数日後、他院にて胃ろう造設の説明を受けた日のことです。ヤエ子さんは「もう十分長生きをした。胃に穴をあけてまで生きたくはない。島に帰りたい」と吐露されたそうです。その様子を見たご家族は、「食支援に希望を持ったものの、食べられないことがわかり残念でしたが納得できました。たんぽぽさんでも無理なら、今後は本人の意向に沿いたいと思います」と、自然に看取ることを決断したのでした。
母自身と死に向き合った家族の選択
ヤエ子さんは、島の病院へ戻り、末梢点滴を続けながら様子を見ることになり、退院前の話し合いのため、長男、長男の妻、長女、次女が当院を訪れました。

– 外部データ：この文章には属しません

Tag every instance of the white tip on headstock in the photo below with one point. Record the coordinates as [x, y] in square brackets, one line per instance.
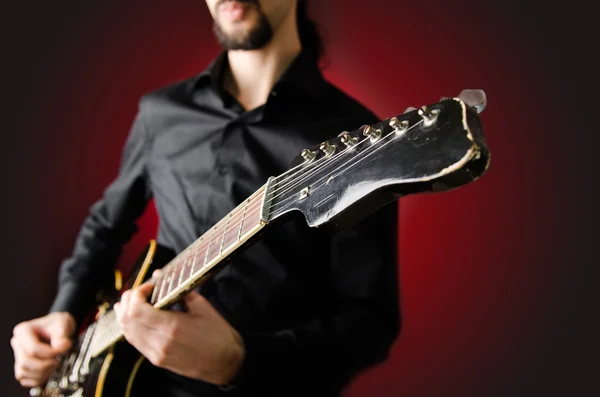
[474, 98]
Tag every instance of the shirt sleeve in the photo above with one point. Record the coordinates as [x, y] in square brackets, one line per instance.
[108, 226]
[323, 355]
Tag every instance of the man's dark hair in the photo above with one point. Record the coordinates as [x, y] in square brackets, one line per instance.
[308, 32]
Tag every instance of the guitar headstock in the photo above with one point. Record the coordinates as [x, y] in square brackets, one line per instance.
[434, 148]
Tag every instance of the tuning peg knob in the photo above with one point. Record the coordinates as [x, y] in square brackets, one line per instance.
[399, 126]
[327, 148]
[474, 98]
[308, 155]
[373, 133]
[429, 116]
[349, 140]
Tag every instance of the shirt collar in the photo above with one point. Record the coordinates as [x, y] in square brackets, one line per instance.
[302, 74]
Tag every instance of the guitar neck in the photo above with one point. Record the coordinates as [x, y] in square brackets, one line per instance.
[194, 264]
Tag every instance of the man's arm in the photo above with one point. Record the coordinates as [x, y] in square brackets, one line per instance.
[316, 358]
[109, 225]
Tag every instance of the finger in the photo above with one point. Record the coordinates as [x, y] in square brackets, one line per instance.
[144, 290]
[145, 339]
[156, 275]
[30, 382]
[125, 301]
[35, 369]
[59, 332]
[198, 305]
[141, 311]
[31, 345]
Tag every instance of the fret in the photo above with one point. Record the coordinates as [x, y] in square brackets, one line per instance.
[171, 279]
[242, 222]
[186, 272]
[252, 218]
[231, 236]
[224, 233]
[155, 291]
[165, 283]
[177, 267]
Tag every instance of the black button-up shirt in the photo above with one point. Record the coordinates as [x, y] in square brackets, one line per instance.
[313, 308]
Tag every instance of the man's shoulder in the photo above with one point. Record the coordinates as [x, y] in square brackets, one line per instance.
[343, 104]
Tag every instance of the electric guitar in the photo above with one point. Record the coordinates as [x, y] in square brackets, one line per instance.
[334, 184]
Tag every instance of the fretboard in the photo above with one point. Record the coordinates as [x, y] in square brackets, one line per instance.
[188, 269]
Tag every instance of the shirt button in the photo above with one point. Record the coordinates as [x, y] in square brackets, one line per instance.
[223, 169]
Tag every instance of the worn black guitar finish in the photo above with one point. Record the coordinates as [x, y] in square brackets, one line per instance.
[334, 184]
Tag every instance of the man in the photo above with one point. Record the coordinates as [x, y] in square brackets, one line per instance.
[298, 313]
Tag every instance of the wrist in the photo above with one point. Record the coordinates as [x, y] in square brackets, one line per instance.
[233, 362]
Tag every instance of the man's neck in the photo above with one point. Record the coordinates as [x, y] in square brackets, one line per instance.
[252, 74]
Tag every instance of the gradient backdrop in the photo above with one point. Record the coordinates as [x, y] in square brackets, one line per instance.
[496, 283]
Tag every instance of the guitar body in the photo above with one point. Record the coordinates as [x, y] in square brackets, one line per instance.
[119, 371]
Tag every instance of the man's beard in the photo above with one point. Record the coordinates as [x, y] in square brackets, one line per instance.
[254, 39]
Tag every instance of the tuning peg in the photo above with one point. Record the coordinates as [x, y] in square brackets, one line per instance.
[308, 155]
[399, 126]
[327, 148]
[474, 98]
[429, 115]
[373, 133]
[348, 140]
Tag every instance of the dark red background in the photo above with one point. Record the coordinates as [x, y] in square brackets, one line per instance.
[495, 277]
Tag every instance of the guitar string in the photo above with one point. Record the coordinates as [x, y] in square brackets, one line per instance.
[176, 267]
[204, 246]
[379, 147]
[253, 206]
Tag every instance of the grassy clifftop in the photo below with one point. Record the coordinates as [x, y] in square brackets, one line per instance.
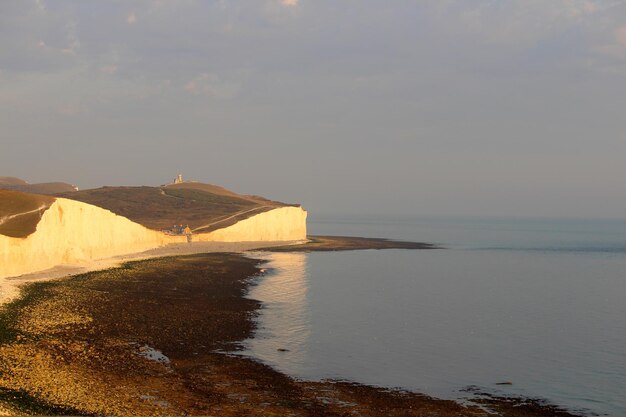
[20, 212]
[203, 207]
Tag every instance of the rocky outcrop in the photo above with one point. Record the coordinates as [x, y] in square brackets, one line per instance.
[72, 232]
[280, 224]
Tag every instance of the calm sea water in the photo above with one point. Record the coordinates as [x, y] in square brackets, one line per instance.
[538, 303]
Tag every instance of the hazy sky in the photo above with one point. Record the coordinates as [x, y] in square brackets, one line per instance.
[509, 107]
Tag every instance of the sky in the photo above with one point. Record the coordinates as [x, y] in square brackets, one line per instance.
[398, 107]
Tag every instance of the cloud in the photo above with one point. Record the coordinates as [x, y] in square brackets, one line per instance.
[620, 35]
[109, 69]
[211, 86]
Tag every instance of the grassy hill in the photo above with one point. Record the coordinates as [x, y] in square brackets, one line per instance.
[20, 212]
[204, 207]
[48, 188]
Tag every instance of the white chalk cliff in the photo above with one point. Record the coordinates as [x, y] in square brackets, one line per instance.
[71, 232]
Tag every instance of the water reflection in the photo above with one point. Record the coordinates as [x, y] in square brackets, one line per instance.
[283, 332]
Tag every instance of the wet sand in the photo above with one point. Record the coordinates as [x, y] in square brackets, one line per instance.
[9, 287]
[160, 336]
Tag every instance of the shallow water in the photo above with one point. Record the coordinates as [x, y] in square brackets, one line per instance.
[537, 303]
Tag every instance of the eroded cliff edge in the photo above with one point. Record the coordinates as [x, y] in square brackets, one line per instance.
[72, 232]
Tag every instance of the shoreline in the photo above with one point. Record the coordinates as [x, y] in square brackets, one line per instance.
[158, 329]
[9, 286]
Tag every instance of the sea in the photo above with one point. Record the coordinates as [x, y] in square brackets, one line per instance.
[532, 308]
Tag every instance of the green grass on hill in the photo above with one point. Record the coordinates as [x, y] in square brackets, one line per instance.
[163, 207]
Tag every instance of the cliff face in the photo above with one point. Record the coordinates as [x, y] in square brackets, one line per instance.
[71, 232]
[280, 224]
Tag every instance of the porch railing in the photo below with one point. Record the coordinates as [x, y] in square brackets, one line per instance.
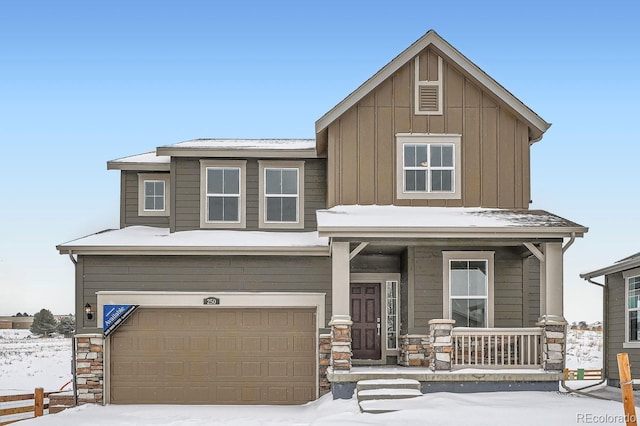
[496, 347]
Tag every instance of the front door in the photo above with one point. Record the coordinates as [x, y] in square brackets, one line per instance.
[365, 314]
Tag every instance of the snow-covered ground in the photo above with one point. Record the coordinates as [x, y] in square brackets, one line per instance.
[26, 363]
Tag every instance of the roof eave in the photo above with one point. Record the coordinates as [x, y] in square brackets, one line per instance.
[239, 152]
[195, 250]
[452, 232]
[611, 269]
[432, 38]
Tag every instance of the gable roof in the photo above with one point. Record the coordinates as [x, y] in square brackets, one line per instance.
[629, 262]
[431, 38]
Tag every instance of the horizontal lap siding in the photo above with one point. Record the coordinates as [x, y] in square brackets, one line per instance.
[207, 273]
[614, 329]
[130, 208]
[187, 197]
[428, 286]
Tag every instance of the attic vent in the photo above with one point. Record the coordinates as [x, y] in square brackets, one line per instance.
[428, 94]
[428, 98]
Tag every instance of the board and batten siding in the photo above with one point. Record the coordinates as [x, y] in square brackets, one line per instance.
[425, 263]
[129, 204]
[614, 329]
[186, 197]
[495, 145]
[199, 273]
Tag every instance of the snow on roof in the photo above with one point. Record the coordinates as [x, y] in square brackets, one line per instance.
[431, 219]
[146, 239]
[146, 161]
[227, 144]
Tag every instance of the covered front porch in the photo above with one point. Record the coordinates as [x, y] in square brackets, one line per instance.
[467, 296]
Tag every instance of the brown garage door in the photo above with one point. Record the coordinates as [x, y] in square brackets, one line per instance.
[214, 356]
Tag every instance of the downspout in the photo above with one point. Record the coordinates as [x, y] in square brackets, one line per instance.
[605, 294]
[73, 345]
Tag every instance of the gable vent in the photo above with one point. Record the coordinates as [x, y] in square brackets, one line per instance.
[428, 98]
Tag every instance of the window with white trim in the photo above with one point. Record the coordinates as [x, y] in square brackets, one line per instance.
[428, 166]
[468, 288]
[633, 309]
[153, 194]
[223, 190]
[281, 194]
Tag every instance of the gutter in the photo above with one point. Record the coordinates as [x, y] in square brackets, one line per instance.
[605, 295]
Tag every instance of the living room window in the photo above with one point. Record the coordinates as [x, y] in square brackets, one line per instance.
[223, 188]
[632, 320]
[281, 194]
[428, 166]
[468, 288]
[153, 194]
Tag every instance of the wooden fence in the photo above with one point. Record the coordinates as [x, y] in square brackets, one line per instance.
[14, 408]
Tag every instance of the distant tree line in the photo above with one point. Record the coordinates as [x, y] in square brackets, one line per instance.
[46, 324]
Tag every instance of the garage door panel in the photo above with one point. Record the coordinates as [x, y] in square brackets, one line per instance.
[251, 356]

私からご家族へ転院後の方針を確認したうえで、今後予想されるヤエ子さんの状態の変化についてお話しし、どのような最期を迎えるのが本人のためなのかを一番に考えてほしいとお伝えしました。本人にとって亡くなっても納得できるためには、本人の意向に沿うことが一番大切で、選択によって結果は変わるとは思いますが、悩みながら決断していってほしいと思います。